Qurate Retail Inc.

08/15/2024 | Press release | Distributed by Public on 08/15/2024 14:06

Certificate of Incorporation/Bylaws Form 8 K

Item 5.03. Amendments to Articles of Incorporation or Bylaws; Change in Fiscal Year.

On August 13, 2024, the board of directors (the "Board") of Qurate Retail, Inc. (the "Company") approved an amendment and restatement of the Company's bylaws (the "Amended Bylaws"), which became effective immediately. In addition to certain other technical, conforming, modernizing and clarifying changes, the Amended Bylaws include the following changes to the advance notice provisions in Section 1.5 of the Amended Bylaws:

· modify the window for stockholders to submit proposals or nominations for the annual meeting to not more than 120 days and not less than 90 days prior to the anniversary date of the preceding year's annual meeting, and in the event the annual meeting is advanced by more than 20 days or delayed by more than 70 days from the anniversary date, notice must be received not earlier than 120 days prior to the annual meeting or the later of 90 days prior to the annual meeting or the 10th day following public announcement;
· modify the window for stockholders to submit proposals or nominations for special meetings to not more than 120 days and not less than 90 days prior to the special meeting;
· require a stockholder proposing business or nominating directors to provide additional information about the stockholder and any candidate the stockholder proposes to nominate for election as a director;
· expand the definition of beneficial and record ownership to encompass the definitions used in Rule 13d-3 of the Securities and Exchange Act of 1934, as amended (the "Exchange Act");
· require the nominee and the proposing person represent that they are not subject to, and will not enter into, any undisclosed voting agreements with the Company;
· require that any stockholder nominee for director submit a completed and signed questionnaire with respect to the background, qualifications, and independence of such nominee; and
· incorporate the universal proxy rule (Rule 14a-19 of the Exchange Act) into the advance notice provisions applicable to director nominations.

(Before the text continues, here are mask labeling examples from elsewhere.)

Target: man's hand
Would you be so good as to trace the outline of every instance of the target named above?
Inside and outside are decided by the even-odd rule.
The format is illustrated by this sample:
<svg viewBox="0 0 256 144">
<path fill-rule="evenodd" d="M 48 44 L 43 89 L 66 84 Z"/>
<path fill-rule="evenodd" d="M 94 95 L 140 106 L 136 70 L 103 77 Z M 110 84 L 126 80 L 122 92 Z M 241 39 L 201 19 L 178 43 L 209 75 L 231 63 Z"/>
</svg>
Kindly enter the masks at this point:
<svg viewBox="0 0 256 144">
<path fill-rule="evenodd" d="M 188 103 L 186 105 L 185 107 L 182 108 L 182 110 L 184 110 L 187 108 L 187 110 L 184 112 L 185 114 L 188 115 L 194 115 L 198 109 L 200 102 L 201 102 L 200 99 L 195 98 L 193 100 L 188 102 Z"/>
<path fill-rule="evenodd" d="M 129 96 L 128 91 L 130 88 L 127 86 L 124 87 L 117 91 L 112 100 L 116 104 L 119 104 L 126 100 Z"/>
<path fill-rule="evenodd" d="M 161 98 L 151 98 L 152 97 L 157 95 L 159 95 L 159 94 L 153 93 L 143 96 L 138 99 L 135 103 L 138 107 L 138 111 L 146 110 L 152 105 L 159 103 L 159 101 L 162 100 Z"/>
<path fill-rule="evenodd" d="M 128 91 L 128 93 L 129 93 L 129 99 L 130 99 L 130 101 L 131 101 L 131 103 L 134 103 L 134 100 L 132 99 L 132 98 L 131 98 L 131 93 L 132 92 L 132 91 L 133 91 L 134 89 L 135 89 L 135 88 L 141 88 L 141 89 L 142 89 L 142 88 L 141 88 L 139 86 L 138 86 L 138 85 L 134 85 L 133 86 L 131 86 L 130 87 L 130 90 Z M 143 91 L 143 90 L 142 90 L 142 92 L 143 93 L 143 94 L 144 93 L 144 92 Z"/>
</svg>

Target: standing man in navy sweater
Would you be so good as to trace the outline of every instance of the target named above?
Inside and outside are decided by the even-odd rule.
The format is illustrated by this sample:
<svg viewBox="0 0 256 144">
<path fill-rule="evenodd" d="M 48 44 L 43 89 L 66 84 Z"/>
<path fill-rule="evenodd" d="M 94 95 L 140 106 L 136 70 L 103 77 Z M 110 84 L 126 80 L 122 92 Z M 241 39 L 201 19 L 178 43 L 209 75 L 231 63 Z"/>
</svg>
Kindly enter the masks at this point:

In addition, the Amended Bylaws also include revisions to incorporate recent amendments to the Delaware General Corporation Law, including revisions relating to: (i) adjournment procedures and preparation and availability of the Company's stockholder list for meetings of stockholders; (ii) authorization to sign stock certificates, approval of uncertificated stock, and notice of uncertificated shares by means of electronic transmissions; and (iii) notice under Section 5.4 of the Amended Bylaws by electronic mail.

The foregoing summary of the changes contained in the Amended Bylaws does not purport to be complete and is qualified in its entirety by the full text of the Amended Bylaws, which is filed as Exhibit 3.1 to this Current Report on Form 8-K and incorporated by reference herein.